I leave for the West Coast on Wed afternoon, just in time for the voracious whirlpool of BABEL 2016. Whenever I browse through the overflowing program I find something new I’m looking forward to: art installations! rooftop parties! epigraphs from Moby-Dick!
Having not been able to resist the wonders of the Calls for Papers, I’m going to speak five (!) times over the three days of the conference. I’ll be brief, don’t worry.
Here are some previews of the flood.
Thursday morning early I’m heading into the surf with some brave souls and neoprene as an immersive preamble to my 9:30 am Plenary talk, “Bodysurfing.” The talk will start with two mantras to guide my surf-theory and my BABEL-ing:
1. Experience is better than knowledge. (Samuel Champlain)
2. Everything is allegorical.
The next day I’ll meet the Material Collective just after noon for a Walk on Goleta Beach on the UCSB campus, which will lead into our double-session seminar/flash exhibition/presentation. A little piece of the CT Shoreline will travel with me.
I’m also going to serve as designated Flanuer for a 3:30 pm panel that afternoon on “Coastal Creatures,” which sounds excellent.
At 5 pm on Fri, I’m part of the overflowing SCALE Plenary session. My talk, “Ocean,” flows over 40,000km in just four minutes.
The hard thing about this thinking is scale. The great waters are too big, too close, and too flowing to hold in hand or mind. We have no whale’s throat to swallow them whole.
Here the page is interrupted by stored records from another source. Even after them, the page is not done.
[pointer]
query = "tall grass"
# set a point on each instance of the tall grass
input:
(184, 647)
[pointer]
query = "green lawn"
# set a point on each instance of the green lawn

Saturday at 2 pm I’m chairing Justin Kolb’s panel, “Sous les paves, la plage!” — under the pavement, the beach! He’s kindly let me adapt his great CFP for my intro. He describes arriving in Cairo in May 2013 when the square was a beach.
When Tahrir Square became beach, its traffic circle was a vibrant democratic assembly, with possibilities and vulnerabilities that attend life on the edge of the world.
Last of all I’m contributing seven vocabulary words to Ellen MacKay and Jody Enders’s “Sea Changes” session on Saturday afternoon.
What if all our talking hasn’t been oceanic enough? I want to change our grounded terrestrial metaphors. What happens if we swap out terrestrial language for salt-water terms?
That doesn’t include plans for immersive adventures, breakfast Saturday with one of my favorite friends, plus hearing and seeing so many great-sounding talks and exhibitions that I don’t have space to list them here.
Flying home on Sunday morning I’m going to be pretty tired.